Europa, hija de Agenor, rey de
Tiro, y de Argíope, jugaba con sus amigas en la orilla del mar. Pretendida por
Zeus, éste –para engañarla- se convirtió en un bellísimo toro “blanco como la
nieve, con grandes papadas y pequeños cuernos como gemas entre los cuales –dice
Robert Graves- corría una sola raya negra”. Su mansedumbre convenció a la
muchacha, que se acercó a él y llegó a montarlo, confiada. Eso lo aprovechó el
dios para meterse en el agua y llevarla a Creta. Convertido en águila, la
violó. Aunque los hermanos de Europa salieron en su búsqueda, no lograron
encontrarla. De Zeus tuvo Europa tres hijos: Minos, Radamantis y Sarpedón, hasta
acabar casándose con Asterión, rey cretense, que los crió como si fueran suyos.
La metáfora viene dada. Con
otros, tengo para mí que –desgraciadamente- el único dios de este mundo que
hemos creado es el dios del dinero, el dios del capital, y por tanto Zeus bien
podría ser ese capitalismo triunfante que hace apenas cinco años parecía haber
logrado el fin de la historia. Así, el rapto de Europa sería el de la cultura o
civilización europea por el fascinante toro blanco en que se convirtió el
capitalismo de los últimos años. A todos nos cautivó la mansedumbre de la
fiera, todos acariciamos esos “pequeños cuernos como gemas”. Hasta ser raptados.
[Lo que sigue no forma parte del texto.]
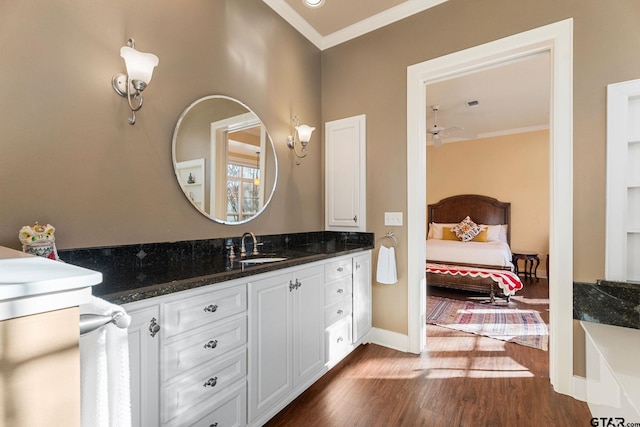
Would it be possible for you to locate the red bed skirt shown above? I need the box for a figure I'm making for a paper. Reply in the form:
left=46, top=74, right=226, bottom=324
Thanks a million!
left=426, top=262, right=523, bottom=296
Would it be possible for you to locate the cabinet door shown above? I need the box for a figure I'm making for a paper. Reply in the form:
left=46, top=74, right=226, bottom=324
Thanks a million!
left=353, top=252, right=372, bottom=343
left=292, top=265, right=325, bottom=387
left=248, top=271, right=293, bottom=422
left=325, top=115, right=366, bottom=231
left=126, top=303, right=160, bottom=427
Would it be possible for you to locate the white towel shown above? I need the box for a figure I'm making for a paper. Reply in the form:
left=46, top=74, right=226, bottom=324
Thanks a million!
left=80, top=296, right=132, bottom=427
left=376, top=246, right=398, bottom=284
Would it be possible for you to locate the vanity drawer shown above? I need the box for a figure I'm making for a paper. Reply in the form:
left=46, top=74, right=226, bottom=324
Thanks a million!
left=176, top=381, right=246, bottom=427
left=324, top=277, right=352, bottom=307
left=324, top=258, right=352, bottom=282
left=163, top=316, right=247, bottom=381
left=163, top=284, right=247, bottom=338
left=325, top=317, right=352, bottom=363
left=162, top=348, right=247, bottom=424
left=324, top=299, right=352, bottom=327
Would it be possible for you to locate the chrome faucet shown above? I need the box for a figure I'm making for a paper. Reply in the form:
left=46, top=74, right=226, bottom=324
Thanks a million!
left=240, top=232, right=260, bottom=257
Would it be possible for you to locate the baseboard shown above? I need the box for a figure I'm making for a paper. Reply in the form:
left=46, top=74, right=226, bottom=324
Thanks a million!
left=572, top=375, right=587, bottom=402
left=367, top=327, right=409, bottom=352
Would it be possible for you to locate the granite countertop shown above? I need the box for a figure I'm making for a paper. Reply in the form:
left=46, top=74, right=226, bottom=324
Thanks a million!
left=58, top=232, right=374, bottom=305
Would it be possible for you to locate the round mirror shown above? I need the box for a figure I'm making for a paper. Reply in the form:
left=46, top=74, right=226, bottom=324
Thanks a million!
left=172, top=95, right=278, bottom=224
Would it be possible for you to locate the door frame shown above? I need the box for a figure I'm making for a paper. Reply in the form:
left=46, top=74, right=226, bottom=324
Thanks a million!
left=406, top=18, right=574, bottom=395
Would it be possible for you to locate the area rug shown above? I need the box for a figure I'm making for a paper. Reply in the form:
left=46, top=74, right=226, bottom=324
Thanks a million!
left=426, top=296, right=549, bottom=350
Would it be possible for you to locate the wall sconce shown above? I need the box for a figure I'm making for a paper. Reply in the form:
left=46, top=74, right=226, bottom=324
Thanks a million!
left=286, top=115, right=315, bottom=164
left=111, top=38, right=159, bottom=125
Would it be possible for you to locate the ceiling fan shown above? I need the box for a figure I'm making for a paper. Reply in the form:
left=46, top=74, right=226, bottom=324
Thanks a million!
left=428, top=104, right=476, bottom=147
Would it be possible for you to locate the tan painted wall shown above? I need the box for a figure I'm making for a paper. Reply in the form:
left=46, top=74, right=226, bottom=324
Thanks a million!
left=0, top=0, right=323, bottom=250
left=321, top=0, right=640, bottom=341
left=426, top=131, right=550, bottom=276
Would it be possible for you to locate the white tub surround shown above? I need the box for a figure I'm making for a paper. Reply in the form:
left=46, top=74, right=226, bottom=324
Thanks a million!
left=582, top=321, right=640, bottom=421
left=0, top=246, right=102, bottom=320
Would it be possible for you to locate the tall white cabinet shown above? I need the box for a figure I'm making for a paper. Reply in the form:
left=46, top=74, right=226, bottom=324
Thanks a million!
left=606, top=79, right=640, bottom=282
left=325, top=115, right=367, bottom=231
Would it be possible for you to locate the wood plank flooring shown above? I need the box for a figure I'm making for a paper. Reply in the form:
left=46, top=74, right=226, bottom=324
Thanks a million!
left=265, top=278, right=592, bottom=426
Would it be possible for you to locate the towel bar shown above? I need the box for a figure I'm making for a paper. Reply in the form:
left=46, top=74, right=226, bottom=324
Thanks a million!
left=80, top=310, right=131, bottom=335
left=382, top=232, right=398, bottom=247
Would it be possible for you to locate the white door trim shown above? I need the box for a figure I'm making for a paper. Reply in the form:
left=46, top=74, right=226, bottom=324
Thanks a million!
left=406, top=18, right=574, bottom=396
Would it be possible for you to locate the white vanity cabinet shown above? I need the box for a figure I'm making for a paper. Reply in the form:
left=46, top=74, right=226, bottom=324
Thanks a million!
left=125, top=279, right=248, bottom=427
left=123, top=249, right=371, bottom=427
left=352, top=251, right=372, bottom=343
left=324, top=257, right=354, bottom=365
left=248, top=264, right=326, bottom=425
left=161, top=280, right=248, bottom=427
left=323, top=251, right=372, bottom=366
left=125, top=300, right=161, bottom=427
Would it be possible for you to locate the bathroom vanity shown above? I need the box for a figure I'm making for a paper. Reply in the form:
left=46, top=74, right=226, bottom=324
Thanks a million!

Europa ha sido alternativamente
espacio de cultura y campo de batalla, el territorio amigo del progreso y el
territorio enemigo de las guerras. Pero, hoy,
Europa es sólo un mercado. Un
mercado sin poder político, porque de él han desaparecido los políticos. Sólo
quedan los prestamistas.
¿Qué nos queda a los europeos y a
las europeas? ¿Qué podemos hacer para liberar del rapto a Europa? ¿Qué debemos
hacer para refundarla?
Recordemos que Zeus hizo a Europa
tres regalos: un autómata de bronce llamado Talos; un perro de caza, Lelaps,
que no dejaba escapar ninguna presa, y una jabalina que daba siempre en el
blanco.
Se me antoja que el autómata es
la expresión de la tecnología, que en nuestro tiempo se encarna de manera
paradigmática en las nuevas formas de comunicación que giran alrededor de
internet. Ese es nuestro Talos, nuestra protección, la posibilidad de difundir
cualquier información inmediatamente de un confín a otro de Europa y del mundo.
Lelaps, el perro de presa que todo lo captura, puede ser la capacidad de auto
organización de la gente. Nada hay que escape a la posibilidad de decisión de
la ciudadanía. Y, finalmente, disponemos también de una jabalina infalible: la
cultura, el conocimiento, que es lo único que da siempre en el blanco.
La salvación de Europa pasa por
la recuperación de la política frente a la economía, por la sumisión de los
prestamistas, por el reequilibrio de los territorios, por recobrar el proyecto
político y cultural originario, por liberarla del rapto cometido por el dios
del dinero. Quizás nos sirvan para eso los mismos regalos ofrecidos por el
raptor.
(Artículo publicado en
Papeles del Foro, Boletín de Opinión del Foro Zafrense, número 4, mayo de 2013. Ilustración: "El rapto de Europa" de Fernando Botero).